Europe’s Opportunities and Challenges
What does this mean for Europe? The stakes could be extraordinarily high. With the United States and China ahead of the field, Europe has already missed the opportunity to be a first mover in AI. However, Europe can still emerge as a strong second mover if it acts decisively, focusing on rapid adoption and smart use of existing AI technologies across its wide-ranging industries.
Turning Late Start into Competitive Edge
Europe’s economy is highly diversified, with the top ten firms in the EU accounting for no more than 18% across almost twice as many sectors as in the US. European firms are already adopting generative AI on a similar scale to those in the United States. Initiatives like Manufacturing-X and Catena-X in the automotive sector foster collaboration in data sharing, enabling companies to leverage broad anonymized datasets.
Removing Barriers to AI Adoption
To turn these benefits into a competitive advantage, Europe needs to connect data across sectors and diversify critical parts of the AI supply chain.

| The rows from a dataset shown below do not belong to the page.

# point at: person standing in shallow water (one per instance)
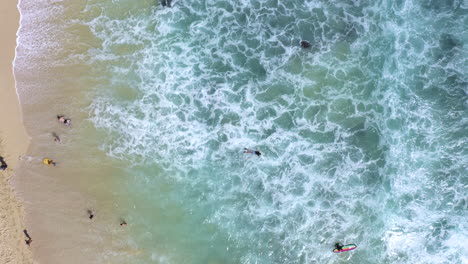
(90, 214)
(253, 152)
(305, 44)
(3, 165)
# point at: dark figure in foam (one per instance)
(166, 3)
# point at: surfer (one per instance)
(90, 214)
(166, 3)
(249, 151)
(64, 120)
(56, 137)
(305, 44)
(29, 239)
(3, 165)
(49, 162)
(338, 246)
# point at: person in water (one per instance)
(305, 44)
(249, 151)
(50, 162)
(56, 137)
(90, 214)
(64, 120)
(338, 246)
(29, 239)
(3, 164)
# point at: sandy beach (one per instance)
(13, 143)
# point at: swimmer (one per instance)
(90, 214)
(305, 44)
(249, 151)
(49, 162)
(64, 120)
(3, 164)
(338, 246)
(55, 136)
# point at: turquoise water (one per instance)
(363, 135)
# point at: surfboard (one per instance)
(345, 248)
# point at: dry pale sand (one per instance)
(13, 143)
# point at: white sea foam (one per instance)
(362, 168)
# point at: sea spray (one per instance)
(363, 135)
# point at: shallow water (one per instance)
(363, 135)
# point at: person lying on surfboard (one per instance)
(343, 248)
(338, 246)
(249, 151)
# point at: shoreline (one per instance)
(14, 142)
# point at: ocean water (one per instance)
(363, 135)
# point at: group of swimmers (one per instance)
(66, 121)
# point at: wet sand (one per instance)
(13, 143)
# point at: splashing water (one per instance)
(363, 134)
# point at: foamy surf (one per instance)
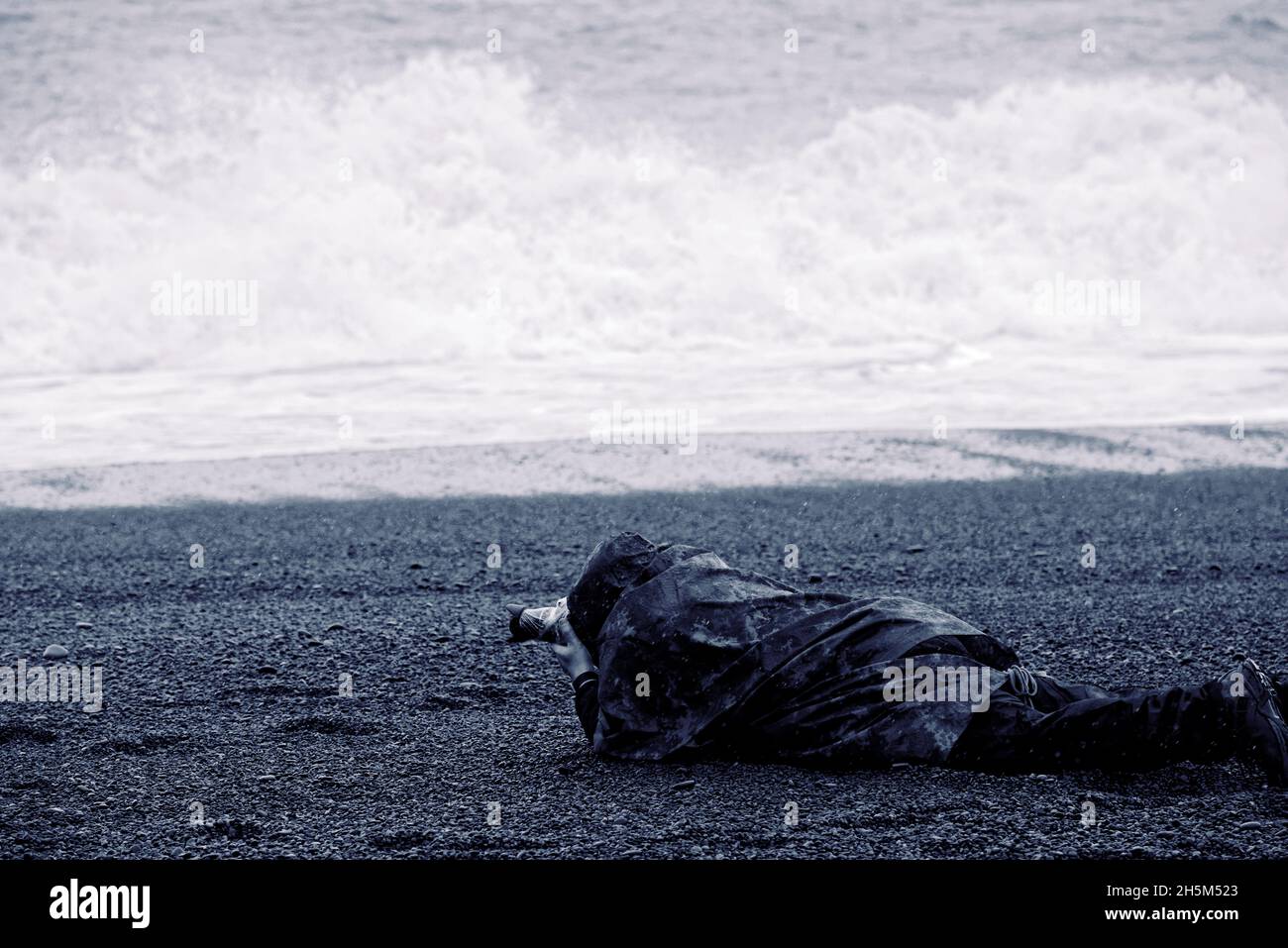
(436, 258)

This includes maintaining a minimum capacity in foundational layers like compute capacity based on chips and data centers and leveraging the power of the Single Market to enforce interoperability and open standards.
Overcoming Old Barriers
Europe must overcome familiar barriers that have prevented it from being a first mover in the past, such as high energy costs, fragmented regulations, and failure to integrate capital markets. If these issues are not addressed, AI will diffuse more slowly, leading to a further loss of competitiveness for many European sectors and industries.
Conclusion
The potential scale and speed of the AI revolution are immense, with some experts suggesting it could be ten times bigger and faster than the Industrial Revolution. The question is no longer whether this new frontier will arrive but how soon. Europe must act now to clear the obstacles that would slow AI diffusion and delay prosperity for all Europeans in the decades ahead.